ASKEP AUTISME
BAB I
KONSEP KEPERAWATAN
- DEFINISI
Autisme menurut Rutter 1970 adalah
Gangguan yang melibatkan kegagalan untuk mengembangkan hubungan antar pribadi
(umur 30 bulan), hambatan dalam pembicaraan, perkembangan bahasa, fenomena ritualistik
dan konvulsif.(Sacharin, R, M, 1996: 305).
Autisme masa kanak-kanak dini adalah
penarikan diri dan kehilangan kontak dengan realitas atau orang lain. Pada bayi
tidak terlihat tanda dan gejala. (Sacharin, R, M, 1996 : 305). Autisme Infantil adalah Gangguan
kualitatif pada komunikasi verbal dan non verbal, aktifitas imajinatif dan
interaksi sosial timbal balik yang terjadi sebelum usia 30 bulan.(Behrman,
1999: 120). Menurut
Isaac, A (2005) autisme merupakan gangguan perkembangan pervasive dengan masalah
awal tiga area perkembangan utama yaitu perilaku, interaksi sosial dan
komunikasi. Gangguan ini dicirikan dengan gangguan yang nyata dalam interaksi
sosial dan komunikasi, serta aktivitas dan minat yang terbatas. Autisme adalah
kelainan yang mempunyai dampak besar terhadap kehidupan penderita, keluarga dan
masyarakat sekitarnya. Kadang keadaan ini membuat kebingungan dan sangat
menyakitkan hati orang tua penderita. Definisi Autisme adalah kelainan
neuropsikiatrik yang menyebabkan kurangnya kemampuan berinteraksi sosial dan
komunikasi, minat yang terbatas, perilaku tidak wajar dan adanya gerakan
stereotipik, dimana kelainan ini muncul sebelum anak berusia 3 tahun
(Teramihardja, J, 2007). Suatu gangguan perkembangan yang sangat kompleks, yang
secara klinis ditandai oleh adanya 3 gejala utama berupa : kualitas yang kurang
dalam kemampuan interaksi sosial dan emosional, kualitas yang kurang dalam
kemampuan komunikasi timbal balik, dan minat yang terbatas, perilaku tak wajar,
disertai gerakan-gerakan berulang tanpa tujuan (stereotipik). Selain itu tampak
pula adanya respon tak wajar terhadap pengalaman sensorik, yang terlihat
sebelum usia 3 tahun.
2.
ETIOLOGI
Sepuluh tahun yang lalu penyebab
autisme belum banyak diketahui dan hanya terbatas pada faktor psikologis saja.

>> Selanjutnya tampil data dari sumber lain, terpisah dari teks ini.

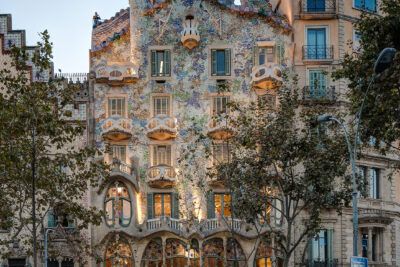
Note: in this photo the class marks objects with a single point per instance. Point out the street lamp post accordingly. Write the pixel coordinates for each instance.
(48, 230)
(383, 62)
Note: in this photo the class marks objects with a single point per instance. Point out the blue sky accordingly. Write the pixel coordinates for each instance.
(68, 22)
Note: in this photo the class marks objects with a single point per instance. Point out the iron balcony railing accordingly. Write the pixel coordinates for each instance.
(323, 263)
(319, 93)
(317, 52)
(318, 6)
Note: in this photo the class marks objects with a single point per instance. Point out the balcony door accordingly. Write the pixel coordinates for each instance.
(317, 84)
(316, 5)
(316, 44)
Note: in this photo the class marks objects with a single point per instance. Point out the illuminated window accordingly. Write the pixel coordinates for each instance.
(161, 155)
(116, 106)
(161, 106)
(162, 205)
(160, 63)
(117, 205)
(222, 204)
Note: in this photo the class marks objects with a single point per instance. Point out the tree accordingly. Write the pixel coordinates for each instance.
(381, 113)
(283, 169)
(44, 168)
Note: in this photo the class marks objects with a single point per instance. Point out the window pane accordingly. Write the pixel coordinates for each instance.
(220, 62)
(167, 205)
(157, 205)
(218, 204)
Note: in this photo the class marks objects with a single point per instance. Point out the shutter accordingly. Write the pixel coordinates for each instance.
(213, 62)
(150, 206)
(330, 244)
(175, 205)
(227, 62)
(50, 219)
(153, 63)
(167, 60)
(210, 206)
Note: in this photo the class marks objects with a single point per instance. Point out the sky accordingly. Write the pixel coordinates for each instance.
(68, 22)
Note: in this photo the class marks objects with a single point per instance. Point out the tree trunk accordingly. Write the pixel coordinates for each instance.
(33, 165)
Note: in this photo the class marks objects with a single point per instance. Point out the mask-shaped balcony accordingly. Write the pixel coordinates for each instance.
(190, 35)
(161, 176)
(124, 170)
(117, 75)
(162, 128)
(266, 77)
(220, 129)
(116, 128)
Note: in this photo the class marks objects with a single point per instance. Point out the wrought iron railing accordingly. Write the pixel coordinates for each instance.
(323, 263)
(318, 6)
(319, 93)
(317, 52)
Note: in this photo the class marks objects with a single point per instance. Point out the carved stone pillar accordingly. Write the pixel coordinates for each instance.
(370, 243)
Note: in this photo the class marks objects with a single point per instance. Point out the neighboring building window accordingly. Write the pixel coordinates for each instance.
(316, 5)
(220, 105)
(222, 204)
(160, 63)
(16, 263)
(367, 5)
(161, 155)
(317, 84)
(321, 248)
(119, 254)
(161, 106)
(118, 202)
(116, 106)
(119, 152)
(220, 62)
(356, 40)
(316, 44)
(220, 153)
(374, 183)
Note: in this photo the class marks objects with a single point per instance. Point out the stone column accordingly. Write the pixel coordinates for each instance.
(370, 243)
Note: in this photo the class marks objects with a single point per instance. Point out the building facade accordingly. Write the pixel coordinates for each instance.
(157, 66)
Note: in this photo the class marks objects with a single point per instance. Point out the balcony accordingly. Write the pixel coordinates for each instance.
(324, 94)
(319, 263)
(162, 128)
(116, 128)
(161, 176)
(265, 78)
(190, 35)
(117, 75)
(317, 9)
(220, 130)
(318, 53)
(124, 170)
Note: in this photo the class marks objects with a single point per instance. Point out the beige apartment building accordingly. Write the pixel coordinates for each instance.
(156, 65)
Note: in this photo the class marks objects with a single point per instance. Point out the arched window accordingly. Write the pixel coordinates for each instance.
(175, 253)
(119, 254)
(213, 253)
(153, 254)
(264, 253)
(117, 205)
(234, 254)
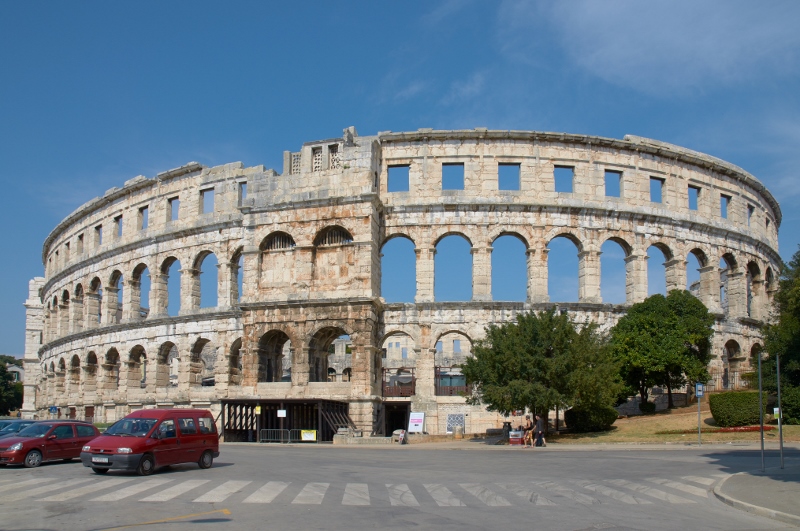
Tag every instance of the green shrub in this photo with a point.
(736, 408)
(648, 408)
(790, 402)
(598, 419)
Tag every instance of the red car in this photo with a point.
(46, 441)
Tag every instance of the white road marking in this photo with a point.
(691, 489)
(442, 496)
(650, 491)
(47, 488)
(612, 493)
(312, 494)
(400, 494)
(526, 493)
(356, 494)
(222, 492)
(176, 490)
(267, 493)
(132, 490)
(94, 487)
(484, 494)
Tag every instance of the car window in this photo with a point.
(85, 431)
(167, 429)
(63, 432)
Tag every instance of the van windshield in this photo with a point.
(131, 427)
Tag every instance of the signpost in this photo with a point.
(699, 390)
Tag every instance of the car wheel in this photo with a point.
(206, 460)
(146, 465)
(33, 459)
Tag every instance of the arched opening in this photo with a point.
(274, 357)
(613, 272)
(563, 284)
(452, 268)
(398, 270)
(201, 363)
(509, 269)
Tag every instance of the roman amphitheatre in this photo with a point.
(292, 261)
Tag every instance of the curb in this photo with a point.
(754, 509)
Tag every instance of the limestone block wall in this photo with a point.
(297, 261)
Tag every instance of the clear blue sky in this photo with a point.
(94, 93)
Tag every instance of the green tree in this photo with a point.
(540, 362)
(663, 341)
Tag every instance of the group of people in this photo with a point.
(533, 434)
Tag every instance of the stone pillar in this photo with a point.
(425, 264)
(589, 277)
(676, 274)
(635, 278)
(481, 273)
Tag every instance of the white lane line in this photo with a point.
(94, 487)
(650, 491)
(568, 493)
(176, 490)
(19, 484)
(484, 494)
(16, 496)
(267, 493)
(698, 479)
(356, 494)
(222, 492)
(132, 490)
(612, 493)
(401, 495)
(312, 494)
(442, 496)
(691, 489)
(526, 493)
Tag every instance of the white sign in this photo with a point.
(415, 422)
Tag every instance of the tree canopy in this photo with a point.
(540, 362)
(663, 341)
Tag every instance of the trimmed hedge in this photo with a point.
(736, 408)
(599, 419)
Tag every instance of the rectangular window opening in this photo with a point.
(398, 178)
(453, 176)
(656, 190)
(508, 176)
(563, 176)
(694, 197)
(613, 182)
(207, 201)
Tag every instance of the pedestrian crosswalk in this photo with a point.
(542, 493)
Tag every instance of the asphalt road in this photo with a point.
(327, 487)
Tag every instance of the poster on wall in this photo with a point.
(415, 422)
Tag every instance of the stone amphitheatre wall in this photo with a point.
(305, 246)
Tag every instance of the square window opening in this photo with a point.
(563, 177)
(398, 178)
(613, 182)
(508, 176)
(453, 176)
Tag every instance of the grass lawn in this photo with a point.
(649, 428)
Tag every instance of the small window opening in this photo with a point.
(656, 190)
(563, 176)
(613, 182)
(453, 176)
(694, 197)
(508, 176)
(398, 178)
(207, 201)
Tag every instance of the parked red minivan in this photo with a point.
(152, 438)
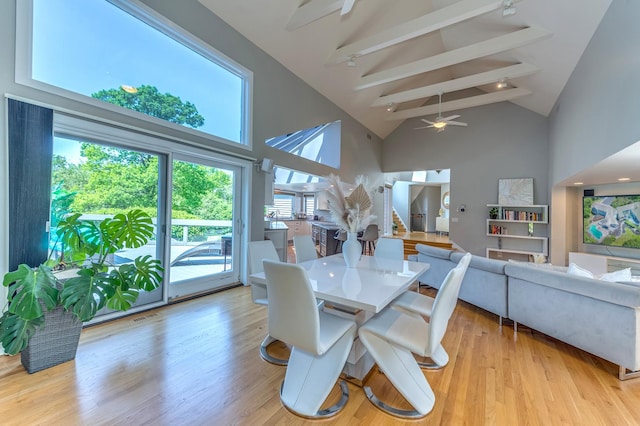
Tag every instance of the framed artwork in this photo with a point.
(515, 192)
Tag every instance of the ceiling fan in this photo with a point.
(441, 122)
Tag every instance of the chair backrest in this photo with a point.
(258, 251)
(370, 233)
(304, 247)
(445, 301)
(293, 313)
(390, 248)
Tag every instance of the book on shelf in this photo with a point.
(497, 230)
(522, 215)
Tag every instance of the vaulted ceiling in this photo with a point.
(385, 61)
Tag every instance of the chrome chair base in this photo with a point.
(430, 365)
(325, 412)
(397, 412)
(264, 354)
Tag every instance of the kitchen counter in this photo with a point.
(271, 225)
(326, 225)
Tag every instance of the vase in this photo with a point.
(351, 250)
(53, 344)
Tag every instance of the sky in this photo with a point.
(89, 45)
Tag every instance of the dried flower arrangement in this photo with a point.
(352, 213)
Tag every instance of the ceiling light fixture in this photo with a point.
(508, 8)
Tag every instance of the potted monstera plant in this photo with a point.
(46, 308)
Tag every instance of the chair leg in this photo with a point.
(439, 357)
(402, 370)
(309, 379)
(265, 354)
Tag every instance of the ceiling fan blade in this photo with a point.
(347, 6)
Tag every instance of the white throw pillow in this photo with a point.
(581, 272)
(621, 275)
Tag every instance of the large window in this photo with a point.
(320, 144)
(121, 53)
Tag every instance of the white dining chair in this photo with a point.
(392, 337)
(389, 248)
(304, 247)
(412, 301)
(320, 342)
(258, 251)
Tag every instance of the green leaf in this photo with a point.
(132, 230)
(16, 332)
(29, 288)
(87, 293)
(122, 300)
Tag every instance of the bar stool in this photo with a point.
(368, 239)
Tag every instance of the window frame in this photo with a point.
(23, 68)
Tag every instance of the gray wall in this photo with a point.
(597, 112)
(502, 141)
(595, 117)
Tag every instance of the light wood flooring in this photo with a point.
(197, 363)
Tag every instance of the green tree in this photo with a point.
(148, 100)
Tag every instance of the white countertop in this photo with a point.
(275, 225)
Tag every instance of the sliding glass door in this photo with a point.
(193, 196)
(204, 216)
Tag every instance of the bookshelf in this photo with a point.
(519, 232)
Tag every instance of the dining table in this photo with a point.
(357, 293)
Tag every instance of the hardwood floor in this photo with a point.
(197, 363)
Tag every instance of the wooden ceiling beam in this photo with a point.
(478, 50)
(458, 104)
(425, 24)
(475, 80)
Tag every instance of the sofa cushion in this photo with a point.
(434, 251)
(578, 271)
(625, 295)
(490, 265)
(617, 276)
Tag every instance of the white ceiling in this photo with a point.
(406, 51)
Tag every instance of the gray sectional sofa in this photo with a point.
(599, 317)
(484, 284)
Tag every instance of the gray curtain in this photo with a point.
(30, 152)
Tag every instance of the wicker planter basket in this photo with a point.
(53, 344)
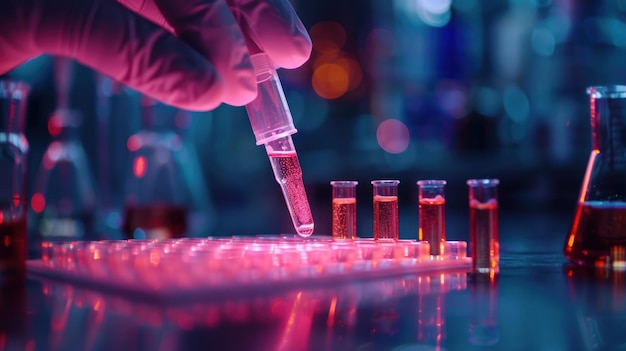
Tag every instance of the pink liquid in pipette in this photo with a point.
(287, 169)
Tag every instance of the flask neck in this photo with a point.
(608, 123)
(13, 96)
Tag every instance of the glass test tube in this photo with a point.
(385, 210)
(432, 215)
(484, 242)
(344, 209)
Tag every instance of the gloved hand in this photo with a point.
(188, 53)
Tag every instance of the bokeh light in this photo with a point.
(381, 42)
(330, 80)
(393, 136)
(139, 166)
(327, 36)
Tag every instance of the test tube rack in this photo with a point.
(189, 268)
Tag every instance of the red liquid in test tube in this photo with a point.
(344, 218)
(432, 216)
(287, 169)
(484, 242)
(385, 217)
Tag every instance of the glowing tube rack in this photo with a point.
(201, 267)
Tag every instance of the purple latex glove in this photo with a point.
(187, 53)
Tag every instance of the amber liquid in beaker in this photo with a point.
(290, 173)
(385, 217)
(596, 227)
(344, 218)
(484, 243)
(13, 246)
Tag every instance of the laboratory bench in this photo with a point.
(537, 301)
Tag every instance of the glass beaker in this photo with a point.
(13, 162)
(166, 196)
(117, 119)
(598, 232)
(63, 197)
(484, 239)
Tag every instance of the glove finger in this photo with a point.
(106, 36)
(276, 28)
(210, 28)
(14, 50)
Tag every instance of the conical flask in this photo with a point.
(63, 194)
(165, 192)
(598, 232)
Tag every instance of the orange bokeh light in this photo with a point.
(327, 36)
(381, 42)
(330, 80)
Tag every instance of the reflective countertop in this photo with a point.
(537, 302)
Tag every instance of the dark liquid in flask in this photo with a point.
(13, 247)
(156, 221)
(596, 227)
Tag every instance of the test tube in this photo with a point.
(484, 242)
(344, 209)
(272, 125)
(432, 215)
(385, 210)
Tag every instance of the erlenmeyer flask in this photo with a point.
(598, 232)
(117, 119)
(160, 195)
(63, 197)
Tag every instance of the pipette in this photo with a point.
(271, 122)
(273, 126)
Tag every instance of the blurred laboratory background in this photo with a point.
(394, 89)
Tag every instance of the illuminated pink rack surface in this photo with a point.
(201, 267)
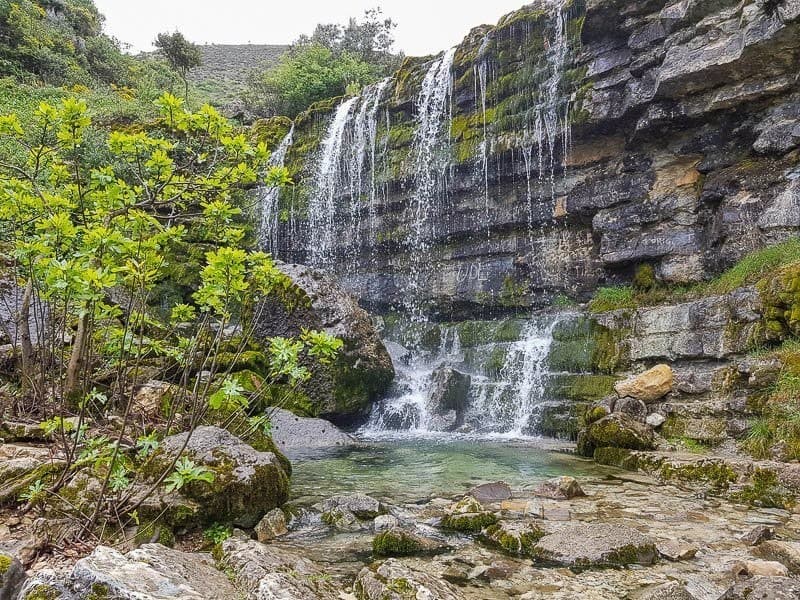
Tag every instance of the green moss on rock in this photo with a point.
(764, 490)
(469, 522)
(396, 542)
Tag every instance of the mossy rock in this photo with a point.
(271, 131)
(780, 295)
(615, 431)
(469, 522)
(581, 388)
(517, 539)
(246, 483)
(764, 490)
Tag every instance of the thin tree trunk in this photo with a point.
(24, 334)
(77, 357)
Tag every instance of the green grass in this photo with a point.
(613, 298)
(754, 266)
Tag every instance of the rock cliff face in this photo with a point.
(560, 149)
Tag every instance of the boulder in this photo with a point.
(765, 588)
(516, 538)
(363, 507)
(649, 386)
(292, 433)
(759, 568)
(267, 572)
(468, 516)
(668, 591)
(20, 466)
(363, 371)
(148, 401)
(595, 545)
(247, 483)
(486, 493)
(636, 409)
(559, 488)
(676, 550)
(398, 541)
(615, 431)
(757, 535)
(152, 572)
(392, 580)
(12, 576)
(786, 553)
(272, 526)
(447, 398)
(384, 522)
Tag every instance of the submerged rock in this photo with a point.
(487, 493)
(559, 488)
(650, 386)
(291, 432)
(398, 541)
(12, 576)
(152, 572)
(517, 538)
(393, 580)
(272, 526)
(596, 545)
(270, 572)
(615, 431)
(787, 553)
(247, 483)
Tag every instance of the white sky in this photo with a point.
(424, 26)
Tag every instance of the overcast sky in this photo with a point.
(424, 26)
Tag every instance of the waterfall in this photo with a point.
(511, 405)
(345, 176)
(507, 403)
(430, 150)
(330, 182)
(268, 197)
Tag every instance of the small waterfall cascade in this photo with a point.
(503, 401)
(513, 403)
(346, 177)
(430, 151)
(268, 197)
(548, 123)
(330, 180)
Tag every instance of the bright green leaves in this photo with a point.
(10, 126)
(229, 397)
(323, 346)
(223, 282)
(186, 472)
(73, 121)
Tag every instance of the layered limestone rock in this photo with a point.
(681, 123)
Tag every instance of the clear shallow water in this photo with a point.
(412, 470)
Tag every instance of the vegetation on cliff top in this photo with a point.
(134, 246)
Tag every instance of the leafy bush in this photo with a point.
(91, 236)
(306, 75)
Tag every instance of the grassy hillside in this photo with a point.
(223, 75)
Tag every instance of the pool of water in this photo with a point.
(410, 470)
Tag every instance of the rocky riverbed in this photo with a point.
(606, 534)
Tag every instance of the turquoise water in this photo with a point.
(414, 470)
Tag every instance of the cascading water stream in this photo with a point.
(268, 197)
(345, 176)
(329, 184)
(506, 404)
(431, 159)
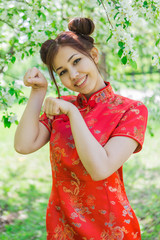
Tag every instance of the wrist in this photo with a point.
(72, 110)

Tetapi sekarang ini penelitian mengenai autisme semakin maju dan menunjukkan
bahwa autisme mempunyai penyebab neurobiologist yang sangat kompleks. Gangguasn neurobiologist ini dapat
disebabkan oleh interaksi faktor genetik dan lingkungan seperti pengaruh
negatif selama masa perkembangan otak. Banyak faktor yang menyebabkan pengaruh
negatif selama masa perkembangan otak, antara lain; penyakit infeksi yang
mengenai susunan saraf pusat, trauma, keracunan logam berat dan zat kimia lain
baik selama masa dalam kandungan maupun setelah dilahirkan, gangguan
imunologis, gangguan absorpsi protein tertentu akibat kelainan di usus
(Suriviana, 2005).
Menurut Dewo (2006) gangguan perkembangan pervasive autisme
dapat disebabkan karena beberapa hal antara lain:
- Genetis, abnormalitas genetik
dapat menyebabkan abnormalitas pertumbuhan sel – sel saraf dan sel otak
- Keracunan logam berat seperti
mercury yang banyak terdapat dalam vaksin imunisasi atau pada makanan
yang dikonsumsi ibu yang sedang hamil, misalnya ikan dengan kandungan
logam berat yang tinggi. Pada penelitian diketahui dalam tubuh anak-anak
penderita autis terkandung timah hitam dan merkuri dalam kadar yang
relatif tinggi.
- Terjadi kegagalan pertumbuhan
otak karena nutrisi yang diperlukan dalam pertumbuhan otak tidak dapat
diserap oleh tubuh, ini terjadi karena adanya jamur dalam lambungnya,
atau nutrisi tidak trpenuhi karena faktor ekonomi
- Terjadi autoimun pada tubuh
penderita yang merugikan perkembangan tubuhnya sendiri karena zat – zat
yang bermanfaat justru dihancurkan oleh tubuhnya sendiri. Imun adalah
kekebalan tubuh terhadap virus/bakteri pembawa penyakit. Sedangkan
autoimun adalah kekebalan yang dikembangkan oleh tubuh penderita sendiri
yang justru kebal terhadap zat – zat penting dalam tubuh dan menghancurkannya.
3.
PATOFISIOLOGI
Sel saraf otak (neuron) terdiri atas
badan sel dan serabut untuk mengalirkan impuls listrik (akson) serta serabut
untuk menerima impuls listrik (dendrit). Sel saraf terdapat di lapisan luar
otak yang berwarna kelabu (korteks). Akson dibungkus selaput bernama mielin,
terletak di bagian otak berwarna putih. Sel saraf berhubungan satu sama lain
lewat sinaps. Sel saraf terbentuk saat usia kandungan tiga sampai tujuh
bulan. Pada trimester ketiga, pembentukan sel saraf berhenti dan dimulai
pembentukan akson, dendrit, dan sinaps yang berlanjut sampai anak berusia
sekitar dua tahun. Setelah anak lahir, terjadi proses pengaturan pertumbuhan
otak berupa bertambah dan berkurangnya struktur akson, dendrit, dan sinaps.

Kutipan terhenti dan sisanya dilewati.